Selon Lucie Lapierre, présidente de l’Association des infirmières praticiennes de l’Alberta, les membres de son organisme sont des diplômées qui reprennent leurs études universitaires après plusieurs années de pratique en matière de soins afin d’obtenir une maîtrise ou un doctorat.

Cela, dit Mme Lapierre, leur permet de donner des soins complets, sans avoir besoin d’être encadrées ni supervisées par d’autres professionnels ou médecins.

La première ministre Danielle Smith en conférence de presse dans une pharmacie Shoppers Drug Mart d'Edmonton, le 25 janvier 2024.

Le gouvernement de l'Alberta soutient l'expansion des cliniques de soins partout dans la province. (Photo d'archives)

Photo : Radio-Canada / Trevor Wilson/CBC

Tracy Sopkow, présidente du Rural Health Professions Action Plan, un organisme qui se consacre à l’augmentation des effectifs de santé dans les zones rurales de l’Alberta, souligne l’importance du travail des infirmières praticiennes.

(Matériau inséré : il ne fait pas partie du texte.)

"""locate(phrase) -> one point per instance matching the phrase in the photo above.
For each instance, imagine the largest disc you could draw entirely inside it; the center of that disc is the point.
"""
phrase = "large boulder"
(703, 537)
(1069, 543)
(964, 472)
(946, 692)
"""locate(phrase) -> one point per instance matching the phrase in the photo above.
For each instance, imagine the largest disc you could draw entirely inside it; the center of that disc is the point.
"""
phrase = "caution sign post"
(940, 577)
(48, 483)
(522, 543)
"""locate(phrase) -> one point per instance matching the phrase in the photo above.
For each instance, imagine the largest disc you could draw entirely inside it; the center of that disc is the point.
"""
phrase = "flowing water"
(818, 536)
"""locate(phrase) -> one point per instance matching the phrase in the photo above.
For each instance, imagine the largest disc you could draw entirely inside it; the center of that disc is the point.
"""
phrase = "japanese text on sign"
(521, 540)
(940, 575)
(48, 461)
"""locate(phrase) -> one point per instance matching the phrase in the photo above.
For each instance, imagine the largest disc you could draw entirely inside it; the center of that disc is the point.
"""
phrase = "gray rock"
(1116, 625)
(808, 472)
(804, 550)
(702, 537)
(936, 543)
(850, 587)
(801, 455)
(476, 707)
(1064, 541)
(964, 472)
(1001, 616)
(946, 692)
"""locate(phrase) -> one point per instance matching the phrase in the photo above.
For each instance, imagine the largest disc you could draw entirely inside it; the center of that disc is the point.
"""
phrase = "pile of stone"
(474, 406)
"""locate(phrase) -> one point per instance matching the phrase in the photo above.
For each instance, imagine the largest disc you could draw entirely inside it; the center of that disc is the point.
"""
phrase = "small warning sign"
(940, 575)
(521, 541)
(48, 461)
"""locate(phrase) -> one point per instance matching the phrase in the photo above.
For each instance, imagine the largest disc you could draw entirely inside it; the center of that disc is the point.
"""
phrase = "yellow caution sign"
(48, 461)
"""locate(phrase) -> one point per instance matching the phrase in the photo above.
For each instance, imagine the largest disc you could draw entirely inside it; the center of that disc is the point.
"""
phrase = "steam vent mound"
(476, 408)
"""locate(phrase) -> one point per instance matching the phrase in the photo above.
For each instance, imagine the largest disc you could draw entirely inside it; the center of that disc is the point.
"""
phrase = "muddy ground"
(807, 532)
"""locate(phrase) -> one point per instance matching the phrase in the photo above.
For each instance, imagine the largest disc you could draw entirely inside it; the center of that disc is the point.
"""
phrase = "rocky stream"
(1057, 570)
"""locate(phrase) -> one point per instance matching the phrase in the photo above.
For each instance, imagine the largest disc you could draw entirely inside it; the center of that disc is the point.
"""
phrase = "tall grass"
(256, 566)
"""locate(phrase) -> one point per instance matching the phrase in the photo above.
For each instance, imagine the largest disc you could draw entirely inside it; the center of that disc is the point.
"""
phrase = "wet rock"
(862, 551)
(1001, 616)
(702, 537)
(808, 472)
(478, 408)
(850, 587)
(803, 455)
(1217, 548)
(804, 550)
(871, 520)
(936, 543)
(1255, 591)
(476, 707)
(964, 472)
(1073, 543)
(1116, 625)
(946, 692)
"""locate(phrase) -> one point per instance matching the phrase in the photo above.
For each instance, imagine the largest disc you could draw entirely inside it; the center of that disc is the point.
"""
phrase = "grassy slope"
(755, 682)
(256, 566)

Lorsqu’elles travaillent aux côtés des médecins et d’autres professionnels de santé au sein d’une équipe intégrée, elles renforcent et améliorent indéniablement la qualité des soins dans les communautés rurales, affirme-t-elle.

Colleen Norris, professeure et vice-doyenne chargée de la recherche à la faculté des sciences infirmières de l’Université de l’Alberta, soutient que les infirmières praticiennes peuvent soulager la pression qui pèse sur certains services de santé et améliorer l’accès aux soins spécialisés.

Elle évoque l'exemple de la première clinique virtuelle de soins primaires destinée aux femmes âgées de 40 à 60 ans en période de ménopause, une clinique qui est dirigée par des infirmières praticiennes.

Cette clinique a été bien accueillie et a déjà pris en charge environ 600 femmes, indique Colleen Norris.

Mary Obstfeld a déposé une demande de financement auprès du programme de soins primaires des infirmières praticiennes de l’Alberta.

Elle est également en pourparlers avec le district municipal de Bonnyville au sujet d’un éventuel partenariat visant à soutenir financièrement sa future clinique.